My sister told me about a family she knows who is big on this approach. Their teenage daughter had suddenly decided it was not cool to work for good grades in school, and when she brought home a bad report card, her parents tried to think of a natural consequence.
That night, the family sat down to dinner. Food began to be passed around, and when their daughter was about to serve herself, her mother stopped her. “Wait, I have something else for you,” she said. She went to the kitchen and brought back a package of store-bought bread.
“What’s this?” her daughter asked.
“Well,” said the mother, hopefully in a sympathetic voice and not a neener-neener voice, “I was pretty bothered by your report card. It’s hard to see you not trying. So, I thought, if you aren’t going to do your best, I just don’t feel like doing MY best for your dinner. I’m sorry. This will keep you alive.”
After a few days of bread and water for dinner, the young lady began bringing home assignments that reflected a better effort. The parents were excited for her.
What do you think? Effective? Too much?
Here’s one that happened at our house: Last year, Jacob was having trouble getting ready for the bus on time. Dirk and I sat him down and told him that it was getting expensive driving him to school, as well as taking lots of my time, so if he couldn’t get ready for the bus, he’d have to pay me back for driving him — in chores and money.
“What?!” he asked.
We were sympathetic.
“I know, it’s kind of a bummer. Well, hopefully you’ll make the bus.”

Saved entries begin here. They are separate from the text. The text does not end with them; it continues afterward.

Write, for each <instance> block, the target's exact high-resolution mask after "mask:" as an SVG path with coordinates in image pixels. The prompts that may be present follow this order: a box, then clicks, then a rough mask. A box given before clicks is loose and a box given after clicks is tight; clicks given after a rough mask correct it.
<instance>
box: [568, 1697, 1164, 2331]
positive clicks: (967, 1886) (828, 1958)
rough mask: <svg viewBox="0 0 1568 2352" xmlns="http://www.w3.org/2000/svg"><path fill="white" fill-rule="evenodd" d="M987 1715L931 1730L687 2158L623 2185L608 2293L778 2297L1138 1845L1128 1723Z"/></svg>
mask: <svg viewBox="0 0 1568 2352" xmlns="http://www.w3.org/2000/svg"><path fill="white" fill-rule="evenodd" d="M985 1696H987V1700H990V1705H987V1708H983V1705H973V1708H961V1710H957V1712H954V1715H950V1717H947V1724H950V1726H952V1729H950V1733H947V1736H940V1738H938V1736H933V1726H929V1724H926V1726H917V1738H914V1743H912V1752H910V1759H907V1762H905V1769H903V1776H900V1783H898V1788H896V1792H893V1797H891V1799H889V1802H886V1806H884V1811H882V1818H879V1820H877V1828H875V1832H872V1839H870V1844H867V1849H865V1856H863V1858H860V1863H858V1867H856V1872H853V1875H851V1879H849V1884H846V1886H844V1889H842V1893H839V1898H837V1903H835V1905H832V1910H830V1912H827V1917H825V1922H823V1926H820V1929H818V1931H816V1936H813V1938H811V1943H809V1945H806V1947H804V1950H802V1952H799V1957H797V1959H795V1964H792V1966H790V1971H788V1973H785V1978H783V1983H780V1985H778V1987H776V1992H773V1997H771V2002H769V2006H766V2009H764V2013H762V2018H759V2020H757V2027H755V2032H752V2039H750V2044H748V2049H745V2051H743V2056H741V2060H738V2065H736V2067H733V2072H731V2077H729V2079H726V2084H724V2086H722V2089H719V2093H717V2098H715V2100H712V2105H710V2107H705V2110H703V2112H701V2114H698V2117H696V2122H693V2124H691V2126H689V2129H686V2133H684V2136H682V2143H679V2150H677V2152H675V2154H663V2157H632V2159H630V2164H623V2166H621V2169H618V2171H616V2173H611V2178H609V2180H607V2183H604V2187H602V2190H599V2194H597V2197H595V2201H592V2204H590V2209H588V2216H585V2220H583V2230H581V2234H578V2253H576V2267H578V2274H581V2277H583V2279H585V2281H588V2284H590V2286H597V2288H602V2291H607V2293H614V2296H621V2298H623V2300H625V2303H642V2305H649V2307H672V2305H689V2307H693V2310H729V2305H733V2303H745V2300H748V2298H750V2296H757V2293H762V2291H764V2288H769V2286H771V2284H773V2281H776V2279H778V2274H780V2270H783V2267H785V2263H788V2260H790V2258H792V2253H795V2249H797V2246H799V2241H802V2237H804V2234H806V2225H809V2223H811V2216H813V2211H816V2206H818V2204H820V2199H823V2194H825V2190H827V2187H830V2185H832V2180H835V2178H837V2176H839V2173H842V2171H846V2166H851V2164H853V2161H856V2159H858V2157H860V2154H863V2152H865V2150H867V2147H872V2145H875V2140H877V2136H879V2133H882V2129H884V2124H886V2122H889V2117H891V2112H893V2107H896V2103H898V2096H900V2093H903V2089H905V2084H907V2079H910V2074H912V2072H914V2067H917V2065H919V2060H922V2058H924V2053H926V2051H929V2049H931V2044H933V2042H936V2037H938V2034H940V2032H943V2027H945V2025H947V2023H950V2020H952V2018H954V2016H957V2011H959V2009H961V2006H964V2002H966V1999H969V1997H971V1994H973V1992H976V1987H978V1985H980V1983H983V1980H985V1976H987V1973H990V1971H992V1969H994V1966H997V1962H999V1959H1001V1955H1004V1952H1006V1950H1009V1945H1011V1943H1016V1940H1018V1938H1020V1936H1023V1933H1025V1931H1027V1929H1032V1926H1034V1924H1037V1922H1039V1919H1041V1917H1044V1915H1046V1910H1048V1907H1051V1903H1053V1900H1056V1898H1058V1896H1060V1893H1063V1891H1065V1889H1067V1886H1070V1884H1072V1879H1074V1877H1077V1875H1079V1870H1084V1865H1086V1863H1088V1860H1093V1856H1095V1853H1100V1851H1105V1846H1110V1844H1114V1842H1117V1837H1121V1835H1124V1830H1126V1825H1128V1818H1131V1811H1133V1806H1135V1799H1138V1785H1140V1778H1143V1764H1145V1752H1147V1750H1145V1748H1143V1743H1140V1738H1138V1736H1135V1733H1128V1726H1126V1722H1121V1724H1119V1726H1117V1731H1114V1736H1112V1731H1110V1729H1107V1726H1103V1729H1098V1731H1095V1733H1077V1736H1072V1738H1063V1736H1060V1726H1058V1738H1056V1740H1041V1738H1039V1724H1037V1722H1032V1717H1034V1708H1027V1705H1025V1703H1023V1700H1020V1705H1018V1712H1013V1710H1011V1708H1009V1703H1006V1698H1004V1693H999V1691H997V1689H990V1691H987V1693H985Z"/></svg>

The very next day, I had a phone call while the kids were getting ready for school. When I hung up, it was time to go, and Megan was at the door waiting for me.
“Jacob!” I called upstairs. No answer.
“I was just up there, and he’s still in his pajamas, playing with blocks,” Megan said.
“OK. Bye, Jacob!” I called in a cheerful, unworried voice. “I’m going to run Megan to the bus stop. I’ll be back.”
I carefully shut the door behind me to keep our hyper, 60-pound puppy in the house, and then we drove the half-mile down our dirt road to the bus stop. Megan and I sat and chatted in the car for a few minutes, until we saw the bus coming. When Megan opened the van door, I heard a tiny voice in the far distance:
“Wait for meee!”
There, in the rear-view mirror, I could see Jacob running down the road.
I got out so I could be there when he reached me. He was dressed; his coat was half on, and that and his backpack were bouncing around behind him like a cape. He was running like mad, and flanked on either side of him were our two enormous dogs. Their ears were flying, their tongues were flying; they were galloping like crazy and in heaven!
I just stood and waited. When they reached me, I snagged the two dogs’ collars and as Jacob flew past to the bus, I said in a cheerful, unworried voice, “Have a good day! I’ll see you after school!”
When I drove home, I found the front door wide open. Pretty impressive, though, getting dressed, putting on shoes, and running a half mile, all in five minutes. Amazing what a little natural consequence will do.
He didn’t miss the bus for a long time after that.